I mean, the Gamepass strategy could've worked if people would've shown up for it. Problem is: They didn't and the software catalogue was just nowhere near good enough to make people happily pay the subscription every month.
— thomasmahler (@thomasmahler) June 18, 2026
It's the same as with streaming in the film business:…
Os comentários surgiram após George Broussard, co-criador de Duke Nukem, questionar os rumos do Game Pass em meio às recentes turbulências do Xbox. Para Mahler, o problema nunca foi o conceito do serviço em si, mas a incapacidade da Microsoft de alimentar o catálogo com jogos capazes de se tornar eventos culturais e convencer os jogadores a manter uma assinatura mensal.
Segundo o executivo, serviços por assinatura dependem de conteúdo excepcional para prosperar. Ele comparou a situação do Game Pass com plataformas de streaming de vídeo, citando a HBO como exemplo de empresa que consegue reter assinantes graças a produções consideradas indispensáveis pelo público.
"O Game Pass poderia ter funcionado se as pessoas tivessem aparecido para ele. O problema é que elas não apareceram, e o catálogo simplesmente nunca foi bom o suficiente para fazer as pessoas pagarem a assinatura todos os meses com satisfação."
Mahler foi ainda mais longe ao afirmar que o Xbox precisava produzir "smash hits", jogos de enorme apelo popular e qualidade incontestável. Em sua visão, muitos dos estúdios adquiridos pela Microsoft não conseguiram entregar experiências capazes de gerar entusiasmo duradouro entre os jogadores, algo que prejudicou diretamente a expansão do serviço. Ele chegou a citar Starfield como exemplo de um projeto que carregava expectativas gigantescas, mas que não alcançou o impacto cultural que muitos esperavam.

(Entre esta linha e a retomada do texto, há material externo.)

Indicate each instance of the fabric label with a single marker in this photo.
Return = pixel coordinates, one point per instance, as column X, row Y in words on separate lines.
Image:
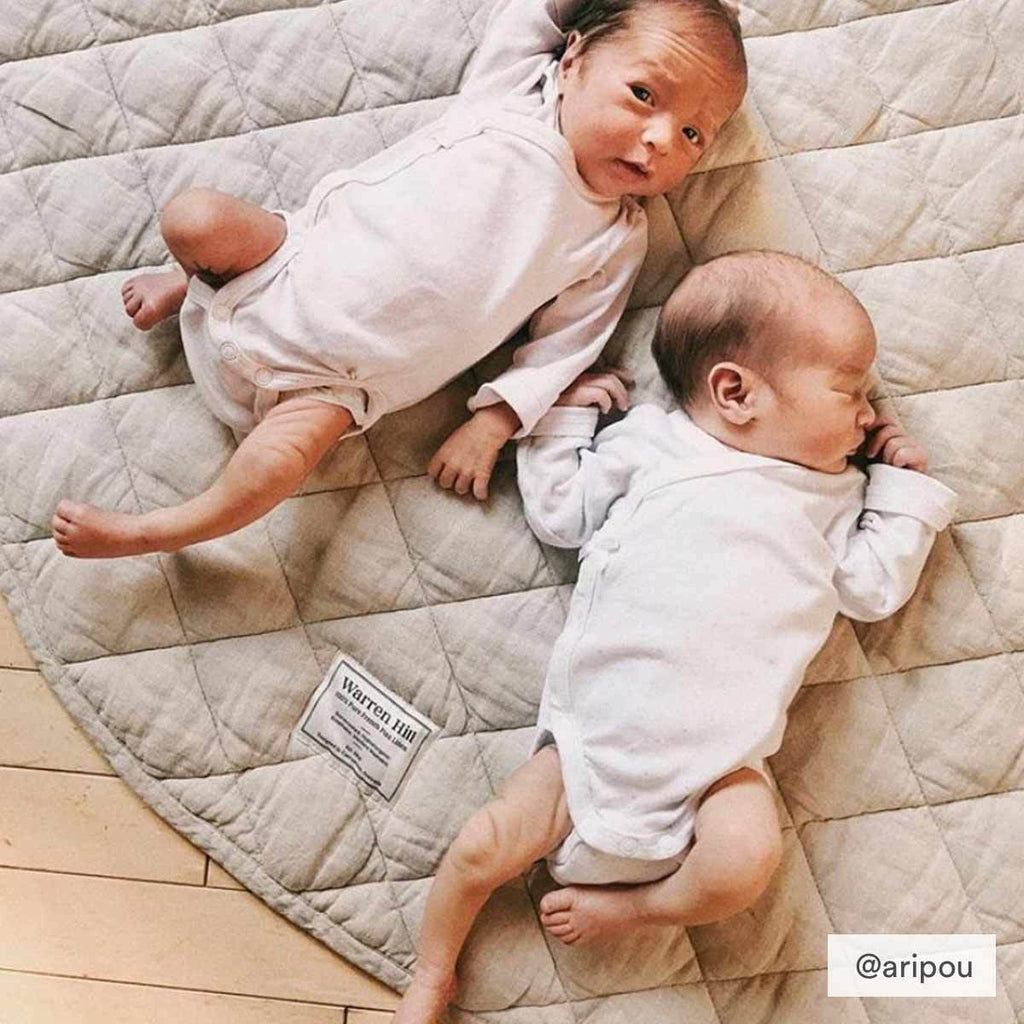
column 364, row 727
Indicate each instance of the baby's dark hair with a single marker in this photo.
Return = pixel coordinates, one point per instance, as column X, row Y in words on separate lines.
column 725, row 311
column 598, row 20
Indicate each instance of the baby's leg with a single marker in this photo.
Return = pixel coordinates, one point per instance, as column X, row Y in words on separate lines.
column 737, row 849
column 267, row 467
column 210, row 233
column 527, row 819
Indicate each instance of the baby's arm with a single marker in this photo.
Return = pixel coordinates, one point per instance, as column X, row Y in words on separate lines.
column 566, row 337
column 267, row 467
column 520, row 38
column 903, row 511
column 567, row 479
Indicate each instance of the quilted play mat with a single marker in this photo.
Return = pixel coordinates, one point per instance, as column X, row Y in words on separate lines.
column 882, row 138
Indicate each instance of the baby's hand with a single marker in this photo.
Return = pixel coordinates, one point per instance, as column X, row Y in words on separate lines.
column 602, row 387
column 887, row 442
column 467, row 458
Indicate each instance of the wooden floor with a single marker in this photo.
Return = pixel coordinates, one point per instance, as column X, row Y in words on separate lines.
column 108, row 914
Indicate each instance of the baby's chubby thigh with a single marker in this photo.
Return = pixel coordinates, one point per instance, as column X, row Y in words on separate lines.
column 737, row 832
column 526, row 819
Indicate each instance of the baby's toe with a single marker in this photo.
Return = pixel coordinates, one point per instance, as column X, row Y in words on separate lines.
column 558, row 918
column 560, row 930
column 560, row 899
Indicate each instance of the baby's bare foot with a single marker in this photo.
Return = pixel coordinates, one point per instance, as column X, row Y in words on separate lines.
column 85, row 531
column 425, row 998
column 584, row 913
column 148, row 298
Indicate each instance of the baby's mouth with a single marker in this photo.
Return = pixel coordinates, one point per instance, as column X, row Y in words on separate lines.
column 634, row 169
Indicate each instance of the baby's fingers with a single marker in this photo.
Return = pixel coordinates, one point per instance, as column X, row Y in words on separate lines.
column 903, row 454
column 614, row 385
column 480, row 482
column 881, row 434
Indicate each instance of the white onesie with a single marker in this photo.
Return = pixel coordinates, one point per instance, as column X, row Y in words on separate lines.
column 401, row 272
column 709, row 579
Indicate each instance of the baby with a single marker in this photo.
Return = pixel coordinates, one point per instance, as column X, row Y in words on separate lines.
column 719, row 542
column 401, row 272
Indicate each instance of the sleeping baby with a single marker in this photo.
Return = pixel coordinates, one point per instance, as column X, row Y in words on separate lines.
column 718, row 543
column 520, row 203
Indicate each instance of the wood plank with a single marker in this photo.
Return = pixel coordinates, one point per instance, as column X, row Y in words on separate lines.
column 89, row 824
column 175, row 936
column 37, row 732
column 219, row 879
column 45, row 999
column 13, row 653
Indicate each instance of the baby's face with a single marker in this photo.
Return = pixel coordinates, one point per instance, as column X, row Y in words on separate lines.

As críticas acontecem em um momento particularmente delicado para a divisão Xbox. Nos últimos meses, a Microsoft promoveu mudanças profundas em sua estratégia, incluindo demissões, rumores de fechamento de estúdios e uma pressão crescente para que a marca se torne financeiramente sustentável após anos de investimentos bilionários. Analistas apontam que o crescimento do Game Pass desacelerou justamente quando a companhia mais precisava justificar aquisições de grande porte, como a da Activision Blizzard.
Embora tenha criticado o modelo atual, Mahler não acredita que os serviços por assinatura estejam condenados ao fracasso. Para ele, a chave do sucesso continua sendo a mesma: investir em jogos que despertem o medo de ficar de fora, o famoso FOMO (Fear of Missing Out). Sem esses títulos, segundo o executivo, os jogadores simplesmente não enxergam valor suficiente para manter uma assinatura ativa mês após mês.
A opinião de Mahler tem peso dentro da indústria. A Moon Studios trabalhou em parceria com a Microsoft durante anos e foi responsável por Ori and the Blind Forest e Ori and the Will of the Wisps, dois dos exclusivos mais elogiados da história recente do Xbox. Atualmente, o estúdio atua de forma independente e segue desenvolvendo No Rest for the Wicked, RPG de ação que já ultrapassou 1,5 milhão de cópias vendidas durante seu período de acesso antecipado.
Enquanto a Microsoft tenta redefinir os rumos do Xbox, a declaração do chefe da Moon Studios se soma a um debate cada vez mais frequente: afinal, o problema do Game Pass foi o modelo de assinatura ou a falta de jogos capazes de transformá-lo em um serviço realmente indispensável?